IIlustration. La commission de surendettement intervient pour limiter la casse. Les dettes du débiteur effacées, les créanciers n'ont plus aucune chance d'être remboursés.
Le nombre de dossiers de surendettement atteint 34% en 2021 en Polynésie française. 242 dossiers ont été déposés à l'Institut d'émission d'outre-mer contre 141 en 2020. Une hausse qui reste malgré tout en dessous de la période d'avant covid en 2019. Dans 70% des cas, la commission de surendettement annule les dettes.

Hurimana Teiho, 40 ans, s’est débarrassé des mauvaises herbes qui l’empêchaient d’avancer. Au chômage depuis 3 ans, il avait accumulé des factures non soldées et des sommations de payer d’huissiers. Grâce à la commission de surendettement, ses dettes ont été effacées. "Un grand soulagement, mais cela nous apprend que part on n'est pas tout seul, il y a l'aide du territoire. Cela peut arriver à n'importe qui, et je conseille qu'il ne faut pas avoir honte, car ça peut arriver à tout le monde. Il y l'aide du territoire, il y a l'aide de l'IEOM et et il faut le faire", estime Hurimana.

Hurimana n'aura plus à supporter le poids de ses dettes qui ont toutes été effacées.
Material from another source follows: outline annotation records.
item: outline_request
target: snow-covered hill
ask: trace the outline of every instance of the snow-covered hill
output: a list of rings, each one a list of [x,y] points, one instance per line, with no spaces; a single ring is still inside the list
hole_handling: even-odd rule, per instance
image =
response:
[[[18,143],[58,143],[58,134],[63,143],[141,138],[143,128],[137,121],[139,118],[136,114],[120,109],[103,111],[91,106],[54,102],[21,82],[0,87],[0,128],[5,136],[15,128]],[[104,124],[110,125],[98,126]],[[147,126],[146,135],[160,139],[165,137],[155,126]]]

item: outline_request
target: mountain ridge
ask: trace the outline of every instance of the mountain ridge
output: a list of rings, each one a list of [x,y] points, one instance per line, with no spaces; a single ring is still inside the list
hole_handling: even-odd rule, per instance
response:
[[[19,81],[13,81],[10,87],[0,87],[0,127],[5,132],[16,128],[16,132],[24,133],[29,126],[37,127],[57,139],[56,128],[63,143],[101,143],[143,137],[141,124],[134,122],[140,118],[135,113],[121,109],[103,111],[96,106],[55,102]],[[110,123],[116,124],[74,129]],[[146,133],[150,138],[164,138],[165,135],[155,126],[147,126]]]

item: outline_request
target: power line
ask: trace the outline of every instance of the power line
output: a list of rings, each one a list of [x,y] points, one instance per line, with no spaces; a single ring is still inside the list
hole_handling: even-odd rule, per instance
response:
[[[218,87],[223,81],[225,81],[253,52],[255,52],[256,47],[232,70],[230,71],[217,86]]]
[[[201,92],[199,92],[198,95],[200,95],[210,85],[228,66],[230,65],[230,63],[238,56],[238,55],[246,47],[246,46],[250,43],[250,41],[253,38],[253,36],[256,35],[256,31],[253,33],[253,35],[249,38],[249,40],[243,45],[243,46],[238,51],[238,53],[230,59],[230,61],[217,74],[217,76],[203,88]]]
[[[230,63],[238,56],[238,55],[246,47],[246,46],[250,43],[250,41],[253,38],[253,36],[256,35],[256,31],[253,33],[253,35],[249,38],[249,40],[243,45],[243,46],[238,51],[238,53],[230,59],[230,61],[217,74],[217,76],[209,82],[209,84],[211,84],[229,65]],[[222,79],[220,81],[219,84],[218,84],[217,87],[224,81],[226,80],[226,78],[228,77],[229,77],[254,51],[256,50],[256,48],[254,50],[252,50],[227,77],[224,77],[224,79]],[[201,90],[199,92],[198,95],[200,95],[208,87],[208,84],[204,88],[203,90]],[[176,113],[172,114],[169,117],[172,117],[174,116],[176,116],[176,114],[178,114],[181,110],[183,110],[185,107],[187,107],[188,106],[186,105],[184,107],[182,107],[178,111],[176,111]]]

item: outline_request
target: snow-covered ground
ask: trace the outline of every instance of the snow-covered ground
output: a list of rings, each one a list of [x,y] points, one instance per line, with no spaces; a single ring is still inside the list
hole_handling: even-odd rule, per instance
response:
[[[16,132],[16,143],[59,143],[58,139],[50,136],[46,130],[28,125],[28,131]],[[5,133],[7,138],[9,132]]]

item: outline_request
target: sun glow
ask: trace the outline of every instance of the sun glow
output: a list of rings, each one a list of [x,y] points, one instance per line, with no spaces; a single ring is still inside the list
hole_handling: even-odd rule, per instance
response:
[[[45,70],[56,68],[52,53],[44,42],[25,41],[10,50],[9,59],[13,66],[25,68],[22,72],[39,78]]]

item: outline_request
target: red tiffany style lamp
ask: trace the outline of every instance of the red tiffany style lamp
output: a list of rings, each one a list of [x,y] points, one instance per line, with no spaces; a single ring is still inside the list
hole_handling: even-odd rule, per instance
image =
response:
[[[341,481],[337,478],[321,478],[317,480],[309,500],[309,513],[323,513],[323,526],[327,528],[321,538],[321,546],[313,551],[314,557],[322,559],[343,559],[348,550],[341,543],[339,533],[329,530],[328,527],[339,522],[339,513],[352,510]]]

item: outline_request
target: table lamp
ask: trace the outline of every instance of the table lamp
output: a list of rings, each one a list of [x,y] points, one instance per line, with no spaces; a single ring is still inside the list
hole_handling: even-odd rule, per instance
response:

Désormais, il ne devra plus vivre au-dessus de ses moyens.

L’endettement moyen par famille s’élève à 2,3 millions cfp et dans plus de 70% des cas, les dettes ne sont pas étalées, mais totalement effacées pour leur donner une seconde chance, même si Hurimana sait qu’il ne peut plus emprunter désormais. "On dit toujours : il faut souffrir pour ne plus souffrir. Là ça m'est arrivé une fois, mais maintenant on, fait très attention. Ce n'est plus comme avant où on s'en foutait complètement, là on fait vraiment très attention", remarque Hurimana Teiho.

Les dossiers sont beaucoup moins nombreux qu’en 2019, l’année de référence avant la crise sanitaire. Dans la majorité des cas, les personnes surendettées sont sans ressources et 24% des demandes proviennent de retraités.

De plus, l’inflation n’arrange rien. "Nous rencontrons toujours les mêmes difficultés, notamment par rapport à la vie chère. En ce moment avec les tensions inflationnistes qui pèsent sur les budgets des ménages, il devient de plus en plus difficile de tenir ses budgets. Donc nous sommes confrontés à des situations budgétaires des familles extrêmement difficiles", explique Fabrice Dufresne, directeur de l'IEOM.

A noter que lorsque les dettes sont effacées, les prêteurs et les bailleurs publics ou privés ne sont pas remboursés.